It’s a strange quirk of the business that recruiters face a double-edged sword when it comes to customer service. On the one hand they are representing a client keen to hire the best whilst at the same time striving to maintain a loyal base of candidates searching for that dream job.
Apart from the obvious juggling required in matching skills to job requirements, recruiters must also be seen to be equally on the side of both parties when it comes to what one is prepared to pay and what the other is prepared to accept. And if all that Henry Kissinger type diplomacy isn’t enough, the pace of change in respect of the job market, along with the constant advances in technology, can mean sleepless nights for a number in the industry.
I can do that
A glance at a newspaper or the internet will quickly highlight a recurring theme among experts; there aren’t a lot of people around that can actually do that.
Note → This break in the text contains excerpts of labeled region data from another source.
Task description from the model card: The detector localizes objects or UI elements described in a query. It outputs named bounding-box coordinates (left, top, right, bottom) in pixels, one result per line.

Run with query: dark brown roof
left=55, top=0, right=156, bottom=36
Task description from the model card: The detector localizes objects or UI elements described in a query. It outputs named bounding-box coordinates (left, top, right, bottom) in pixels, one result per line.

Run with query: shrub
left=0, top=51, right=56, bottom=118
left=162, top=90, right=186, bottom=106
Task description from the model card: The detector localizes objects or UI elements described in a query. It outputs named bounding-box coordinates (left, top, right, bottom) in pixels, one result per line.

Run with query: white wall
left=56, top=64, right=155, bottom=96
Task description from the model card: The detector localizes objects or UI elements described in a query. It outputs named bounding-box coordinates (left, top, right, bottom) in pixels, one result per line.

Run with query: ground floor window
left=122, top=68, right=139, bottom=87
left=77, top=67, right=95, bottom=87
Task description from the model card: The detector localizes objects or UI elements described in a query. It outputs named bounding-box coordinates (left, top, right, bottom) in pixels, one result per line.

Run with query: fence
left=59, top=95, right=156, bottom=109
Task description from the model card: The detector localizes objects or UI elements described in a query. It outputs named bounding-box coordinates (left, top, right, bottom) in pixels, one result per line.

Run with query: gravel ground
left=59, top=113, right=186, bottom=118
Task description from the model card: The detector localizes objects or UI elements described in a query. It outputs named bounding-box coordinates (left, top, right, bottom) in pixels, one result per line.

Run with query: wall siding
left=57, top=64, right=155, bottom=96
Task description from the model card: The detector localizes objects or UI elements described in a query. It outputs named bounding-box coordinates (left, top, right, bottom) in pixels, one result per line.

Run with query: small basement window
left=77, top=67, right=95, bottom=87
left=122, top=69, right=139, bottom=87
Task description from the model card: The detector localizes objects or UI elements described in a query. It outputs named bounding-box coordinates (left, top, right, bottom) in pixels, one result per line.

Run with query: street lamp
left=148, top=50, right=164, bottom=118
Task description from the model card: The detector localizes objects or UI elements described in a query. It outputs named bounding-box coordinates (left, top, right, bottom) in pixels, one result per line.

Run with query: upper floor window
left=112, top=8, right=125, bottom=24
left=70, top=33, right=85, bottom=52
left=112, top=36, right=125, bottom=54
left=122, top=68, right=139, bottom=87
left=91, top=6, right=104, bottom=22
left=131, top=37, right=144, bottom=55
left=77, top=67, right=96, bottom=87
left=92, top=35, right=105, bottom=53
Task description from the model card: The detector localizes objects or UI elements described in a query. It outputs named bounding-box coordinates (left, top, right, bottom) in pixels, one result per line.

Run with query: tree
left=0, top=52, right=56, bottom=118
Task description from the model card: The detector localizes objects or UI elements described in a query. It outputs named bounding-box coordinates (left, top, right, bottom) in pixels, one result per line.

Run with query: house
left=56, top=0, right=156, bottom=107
The skills shortage in the UK is probably the biggest issue facing the industry and in some sectors the numbers are quite staggering.
Whilst fanfares hail the potential positive impact on the economy generated by Tech City or Silicon Roundabout, the reality is that the number of people graduating in STEM subjects (science, technology, engineering and mathematics) is only just under half of the number required. And with 62% of UK firms apparently looking to increase their IT spend this year it’s not surprising that estimates put a figure of over half a million on the number of vacancies smaller businesses are currently struggling to fill.
The obvious upshot of any skills shortage is that it creates a candidate’s market and 2015 is certainly panning out that way. The issues for recruiters and employers in this situation are many.
Figures indicate that a large proportion of employee turnover within a UK company is both voluntary and preventable. Given this it is clear that retaining good talent is as tricky as finding new, and with an increasing number of employers chasing too few suitable candidates, rates will only increase resulting in an increased threat of losing out to someone making a better offer.
It goes without saying that a good recruiter will know full well what the current going rate is for any number of positions. If not then it’s probably time that they circulated their own CV in another direction. The hard task is often persuading clients that last years’ package no longer applies and if they don’t sharpen their pencil in respect of salaries, bonuses and incentives the vacancy will remain just that.
Maximise IT or lose it
Finding staff has moved on long way since the days of “write to us enclosing your CV” however the speed with which technology changes these days needs constant monitoring. Most recruitment businesses have happily embraced the internet as a base for their operations but developing systems to maximise coverage can be costly and is often deferred.
With the majority of job seekers using tablets and smartphones these days it is essential to have a mobile responsive site. After all, if they can use their phone to order a pizza and switch their heating on they expect to be able to upload a CV with it.
Funding concerns are not exclusive to recruitment businesses of course and the usual disciplines apply in respect of keeping an eye on cashflow. The major cause for disruption in this area generally affects the temporary sector and happens when payday arrives but the client’s invoice is still outstanding.
Luckily the existence of a signed timesheet can usually overcome liquidity problems and most funding providers, particularly those outside of the traditional lending arena, view manpower services as vanilla business. And with many providing additional back office and payroll services they can remove other headaches from recruiters allowing them to do what they do best, placing people.
Comply or be hung out to dry
As if all of the above weren’t enough to keep recruitment business occupied there are also plenty of statutory requirements constantly being introduced or amended. In particular those involved in temp or contractor placements must stay on the right side of Revenue & Customs and ensure they are compliant with any changes to worker’s rights on things such as holiday pay and maternity/paternity leave.
Those businesses placing agency workers now also have the issue of auto enrolment in a workplace pension scheme to add to the mix. This involves a cost, administration, tweaks to software (or the purchase of a new package) and the conundrum of where to offset the costs.
Although the very nature of agency work might suggest that the sector will see the greater number or worker opt outs from the scheme it is still an issue that needs careful consideration. And any thought of “encouraging” workers to opt out should be dismissed unless there is enough cash in the bank to pay the hefty fine for doing so.
If you are reading this and worrying you are not alone; a recent survey revealed that 41% of those recruiters approached had compliance and legislation at the top of their list of concerns.
So, if small print and legal jargon are like a foreign language it makes complete sense to speak to someone who can interpret them and keep your business within the rules and regulations.